Fidelity Estimates Retiree Needs for Health Care Costs
An average 65-year-old couple retiring this year will need about $215,000 for health care costs for the rest of their lives, according to a Fidelity Investments estimate released on Tuesday, the AP/Houston Chronicle reports.
Fidelity calculated the estimate assuming that retirees had no employer-sponsored health coverage and that average life expectancies were 82 years for men and 85 years for women. The costs do not include over-the-counter medications, most dental services and long-term care. Fidelity estimated that about 32% of retiree health care spending would be on Medicare premiums for physician visits, outpatient hospital care and prescription drugs.
Thirty-five percent of the expenses would come from Medicare copayments, deductibles and other cost-sharing provisions. Out-of-pocket prescription drug costs would account for 33% of retirees' health care spending, according to Fidelity.
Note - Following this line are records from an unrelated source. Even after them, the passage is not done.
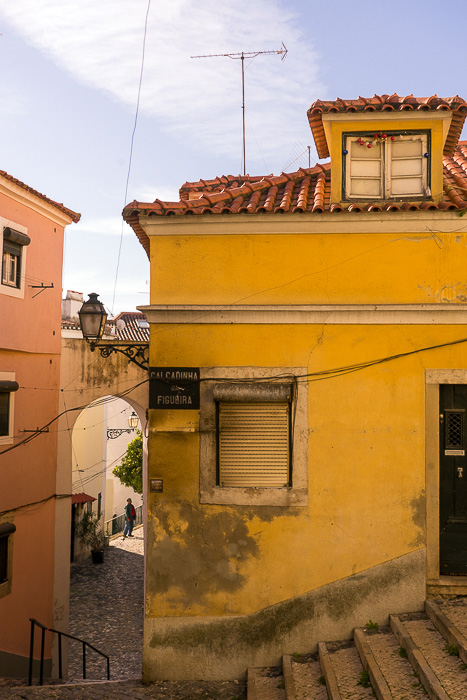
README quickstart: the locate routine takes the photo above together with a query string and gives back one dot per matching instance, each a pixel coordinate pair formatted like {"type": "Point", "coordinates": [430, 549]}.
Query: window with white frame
{"type": "Point", "coordinates": [253, 437]}
{"type": "Point", "coordinates": [12, 257]}
{"type": "Point", "coordinates": [7, 388]}
{"type": "Point", "coordinates": [386, 165]}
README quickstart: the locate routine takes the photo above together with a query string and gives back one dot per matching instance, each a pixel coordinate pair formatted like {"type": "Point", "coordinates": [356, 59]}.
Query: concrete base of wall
{"type": "Point", "coordinates": [222, 648]}
{"type": "Point", "coordinates": [15, 666]}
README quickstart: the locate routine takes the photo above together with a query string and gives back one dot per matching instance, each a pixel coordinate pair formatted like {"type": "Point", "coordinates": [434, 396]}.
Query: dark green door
{"type": "Point", "coordinates": [453, 480]}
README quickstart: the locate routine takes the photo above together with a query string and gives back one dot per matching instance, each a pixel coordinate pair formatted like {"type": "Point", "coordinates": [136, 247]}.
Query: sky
{"type": "Point", "coordinates": [85, 125]}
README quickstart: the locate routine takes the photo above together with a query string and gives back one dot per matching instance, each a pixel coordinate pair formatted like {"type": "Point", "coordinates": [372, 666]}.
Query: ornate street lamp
{"type": "Point", "coordinates": [113, 433]}
{"type": "Point", "coordinates": [92, 319]}
{"type": "Point", "coordinates": [133, 420]}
Fidelity estimated that 65-year-old workers who plan to retire at the end of the year should expect that 50% of their pretax Social Security benefits will be consumed by health expenses within the next 16 to 18 years.
The latest estimate is 7.5% greater than the estimate released in 2006. Retiree health care expenses annually have increased by an average of 6.1% over the past five years. Fidelity projects health care costs will increase by about 7% per year, outpacing inflation.
Brad Kimler, senior vice president for Fidelity Employer Services, attributes the rising costs to higher-cost medical technologies and prescription drugs, and longer life expectancy. "We don't expect to see this number going down," he said (Jewell, AP/Houston Chronicle, 3/28).